Sources within the retail trade in Glasgow, the country's major shopping area, say shop owners have had enough of beggars and welcomed the move.

Some members of the retail trade expressed particular concern about what they described as "organised Eastern European begging gangs".

Some retailers claim they are anxious about shoppers taking their custom elsewhere because of begging. Shop owners have been demanding new powers be given to the police so the problem can be tackled more effectively.

One Glasgow store, Greaves Sports, which has outlets in Gordon and Sauchiehall Streets, has been particularly active in asking so-called "barefoot beggars" - Roma people who beg barefoot - to move away from outside their premises.

A spokesman said: "There has to be a change in the law so that the police have the authority to do something about begging.

"Footfall in the city centre is crucial to the economy. It's hard enough on the retail sector as it is,

without people having reasons not to come to town. If people's perceptions of Glasgow are that there are people who are so down on their luck that they can't afford shoes, sitting outside shops, that doesn't do their mindset any good. "

Retailers draw a distinction between hard-luck cases caused by drink, drugs or personal problems and the so-called "barefoot beggars" allegedly controlled by criminal elements.

"You see the guys here who are down on their luck but even they get annoyed by the barefoot beggars, and I've seen them confront them," said the Greaves spokesman. "But the barefoot begging is a scam. It's people getting dropped off in cars and being allocated spots to beg from. You get people holding these beggars' shoes, or collecting their money. That is organised."

It is thought that Glasgow is eager to reconsider the begging problem in the light of the forthcoming Commonwealth Games, which will get under way in a year's time.

A spokeswoman for Glasgow City Council said: "At the heart of this matter is the welfare and protection of vulnerable individuals.
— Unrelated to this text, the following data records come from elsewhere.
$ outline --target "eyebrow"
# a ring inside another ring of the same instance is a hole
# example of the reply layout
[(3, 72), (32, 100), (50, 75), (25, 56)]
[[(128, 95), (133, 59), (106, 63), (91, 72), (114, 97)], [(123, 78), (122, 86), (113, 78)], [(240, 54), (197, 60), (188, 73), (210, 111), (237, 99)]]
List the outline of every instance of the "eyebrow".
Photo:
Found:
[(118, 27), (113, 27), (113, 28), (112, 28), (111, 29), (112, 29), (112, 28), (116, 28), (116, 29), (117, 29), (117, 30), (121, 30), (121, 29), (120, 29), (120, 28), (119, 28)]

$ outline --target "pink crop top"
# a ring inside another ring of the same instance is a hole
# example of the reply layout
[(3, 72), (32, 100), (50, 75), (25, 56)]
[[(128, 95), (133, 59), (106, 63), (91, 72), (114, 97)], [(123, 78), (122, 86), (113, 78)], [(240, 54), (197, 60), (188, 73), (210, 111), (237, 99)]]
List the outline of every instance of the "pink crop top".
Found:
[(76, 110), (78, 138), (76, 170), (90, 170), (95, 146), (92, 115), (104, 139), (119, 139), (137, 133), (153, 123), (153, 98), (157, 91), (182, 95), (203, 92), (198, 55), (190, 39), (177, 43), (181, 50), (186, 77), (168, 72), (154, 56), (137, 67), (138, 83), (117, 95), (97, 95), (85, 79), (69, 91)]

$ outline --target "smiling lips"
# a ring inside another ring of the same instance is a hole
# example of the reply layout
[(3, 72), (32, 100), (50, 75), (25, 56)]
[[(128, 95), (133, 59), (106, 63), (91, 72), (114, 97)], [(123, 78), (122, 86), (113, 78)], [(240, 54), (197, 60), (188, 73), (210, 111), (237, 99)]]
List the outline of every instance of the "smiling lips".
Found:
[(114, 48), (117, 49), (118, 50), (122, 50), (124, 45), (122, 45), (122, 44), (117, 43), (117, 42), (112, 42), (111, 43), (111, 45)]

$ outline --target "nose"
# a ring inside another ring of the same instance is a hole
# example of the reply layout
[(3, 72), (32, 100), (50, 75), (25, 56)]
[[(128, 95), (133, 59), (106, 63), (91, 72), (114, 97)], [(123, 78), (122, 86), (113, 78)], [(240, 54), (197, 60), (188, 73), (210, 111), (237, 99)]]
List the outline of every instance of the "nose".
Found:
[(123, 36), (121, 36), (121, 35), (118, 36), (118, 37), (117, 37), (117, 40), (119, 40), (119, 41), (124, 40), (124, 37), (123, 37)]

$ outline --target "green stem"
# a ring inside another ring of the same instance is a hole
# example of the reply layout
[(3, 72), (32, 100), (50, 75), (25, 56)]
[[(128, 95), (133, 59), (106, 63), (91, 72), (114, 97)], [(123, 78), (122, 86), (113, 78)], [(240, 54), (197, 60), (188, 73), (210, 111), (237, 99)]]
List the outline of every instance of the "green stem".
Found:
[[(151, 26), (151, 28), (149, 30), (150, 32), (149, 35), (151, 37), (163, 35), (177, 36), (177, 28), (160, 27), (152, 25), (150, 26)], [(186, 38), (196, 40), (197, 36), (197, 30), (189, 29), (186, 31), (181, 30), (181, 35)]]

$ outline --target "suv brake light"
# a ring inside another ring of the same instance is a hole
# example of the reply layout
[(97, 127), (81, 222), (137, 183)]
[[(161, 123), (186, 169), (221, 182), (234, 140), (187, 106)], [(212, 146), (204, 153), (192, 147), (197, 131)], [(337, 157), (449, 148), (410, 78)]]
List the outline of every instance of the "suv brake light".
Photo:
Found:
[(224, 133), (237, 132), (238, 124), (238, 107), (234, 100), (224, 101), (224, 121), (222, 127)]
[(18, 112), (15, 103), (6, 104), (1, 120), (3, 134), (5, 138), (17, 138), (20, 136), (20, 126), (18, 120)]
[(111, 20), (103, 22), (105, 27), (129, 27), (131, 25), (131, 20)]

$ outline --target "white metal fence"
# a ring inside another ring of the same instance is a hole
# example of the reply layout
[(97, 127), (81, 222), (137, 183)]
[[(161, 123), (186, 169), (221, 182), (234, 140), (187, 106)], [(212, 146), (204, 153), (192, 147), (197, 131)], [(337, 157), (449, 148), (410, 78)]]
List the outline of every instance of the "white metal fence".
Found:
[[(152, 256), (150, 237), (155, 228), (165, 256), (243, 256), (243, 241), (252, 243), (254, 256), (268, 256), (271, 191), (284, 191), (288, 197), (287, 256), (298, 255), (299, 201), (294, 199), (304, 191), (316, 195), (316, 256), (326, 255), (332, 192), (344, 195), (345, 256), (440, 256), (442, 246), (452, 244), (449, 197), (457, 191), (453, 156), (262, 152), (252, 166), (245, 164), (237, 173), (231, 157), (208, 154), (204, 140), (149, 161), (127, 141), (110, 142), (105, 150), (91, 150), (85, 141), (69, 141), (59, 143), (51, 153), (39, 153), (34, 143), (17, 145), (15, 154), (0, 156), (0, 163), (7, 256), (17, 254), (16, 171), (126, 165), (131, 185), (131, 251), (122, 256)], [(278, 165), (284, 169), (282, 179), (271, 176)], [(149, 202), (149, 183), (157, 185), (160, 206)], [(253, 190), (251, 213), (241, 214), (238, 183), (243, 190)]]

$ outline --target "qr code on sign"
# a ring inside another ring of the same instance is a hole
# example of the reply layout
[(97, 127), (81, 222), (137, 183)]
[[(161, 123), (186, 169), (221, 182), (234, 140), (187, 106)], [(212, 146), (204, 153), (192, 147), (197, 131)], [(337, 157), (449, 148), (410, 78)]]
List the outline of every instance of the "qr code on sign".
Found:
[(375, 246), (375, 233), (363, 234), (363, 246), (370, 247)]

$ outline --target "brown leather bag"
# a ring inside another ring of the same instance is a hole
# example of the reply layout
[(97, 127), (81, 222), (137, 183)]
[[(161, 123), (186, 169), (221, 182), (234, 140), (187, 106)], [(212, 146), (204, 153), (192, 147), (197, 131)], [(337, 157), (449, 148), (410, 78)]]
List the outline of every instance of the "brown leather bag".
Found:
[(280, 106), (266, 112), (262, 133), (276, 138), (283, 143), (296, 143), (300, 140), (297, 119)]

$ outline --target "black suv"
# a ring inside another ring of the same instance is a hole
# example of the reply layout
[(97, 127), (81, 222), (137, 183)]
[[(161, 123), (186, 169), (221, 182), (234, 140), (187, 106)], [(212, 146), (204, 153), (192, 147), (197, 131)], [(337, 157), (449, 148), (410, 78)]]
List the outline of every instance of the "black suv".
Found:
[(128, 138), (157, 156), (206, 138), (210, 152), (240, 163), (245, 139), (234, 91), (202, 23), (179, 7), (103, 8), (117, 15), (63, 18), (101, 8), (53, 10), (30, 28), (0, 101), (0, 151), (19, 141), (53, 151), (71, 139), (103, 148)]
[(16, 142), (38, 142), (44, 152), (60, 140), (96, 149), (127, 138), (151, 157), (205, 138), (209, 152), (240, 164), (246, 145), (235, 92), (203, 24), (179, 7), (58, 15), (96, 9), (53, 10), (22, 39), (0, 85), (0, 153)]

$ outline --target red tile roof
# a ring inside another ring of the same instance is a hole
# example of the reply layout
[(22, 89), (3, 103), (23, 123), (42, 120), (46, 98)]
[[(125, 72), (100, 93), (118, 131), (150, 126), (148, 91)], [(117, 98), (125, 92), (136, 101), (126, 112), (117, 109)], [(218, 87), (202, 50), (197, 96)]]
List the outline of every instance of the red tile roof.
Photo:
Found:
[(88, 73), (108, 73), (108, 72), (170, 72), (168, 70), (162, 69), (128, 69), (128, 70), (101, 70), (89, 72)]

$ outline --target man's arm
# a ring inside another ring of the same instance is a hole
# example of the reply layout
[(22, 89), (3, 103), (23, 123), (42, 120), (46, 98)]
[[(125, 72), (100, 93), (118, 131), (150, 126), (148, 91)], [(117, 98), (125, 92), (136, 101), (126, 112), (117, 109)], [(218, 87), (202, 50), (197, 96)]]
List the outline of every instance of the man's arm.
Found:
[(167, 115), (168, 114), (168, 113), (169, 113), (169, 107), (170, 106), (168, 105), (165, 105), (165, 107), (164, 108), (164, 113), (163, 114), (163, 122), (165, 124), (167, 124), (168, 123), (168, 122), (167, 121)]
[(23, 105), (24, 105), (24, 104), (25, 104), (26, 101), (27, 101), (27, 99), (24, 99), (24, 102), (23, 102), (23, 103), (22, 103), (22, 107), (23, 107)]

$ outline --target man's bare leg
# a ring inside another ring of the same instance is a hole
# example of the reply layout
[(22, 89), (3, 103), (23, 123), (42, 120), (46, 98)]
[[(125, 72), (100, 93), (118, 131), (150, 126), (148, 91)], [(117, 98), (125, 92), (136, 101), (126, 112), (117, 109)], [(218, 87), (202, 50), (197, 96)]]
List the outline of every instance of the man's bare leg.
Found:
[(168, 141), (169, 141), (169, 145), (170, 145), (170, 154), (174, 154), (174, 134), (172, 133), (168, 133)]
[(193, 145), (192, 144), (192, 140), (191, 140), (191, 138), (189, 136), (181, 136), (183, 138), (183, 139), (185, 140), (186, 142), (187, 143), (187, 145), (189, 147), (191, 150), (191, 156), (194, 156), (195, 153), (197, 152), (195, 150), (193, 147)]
The City Centre Response Team already engages with people who are found begging, and directs them to services which can offer help with issues such as health, housing and addiction.

"There are concerns that a number of individuals are not begging of their own volition."

The spokeswoman said a survey was being carried out to ascertain accurately the level and scale of the problem. "Only once the results are received and analysed will we come to a view as to whether a bylaw would be appropriate," she added.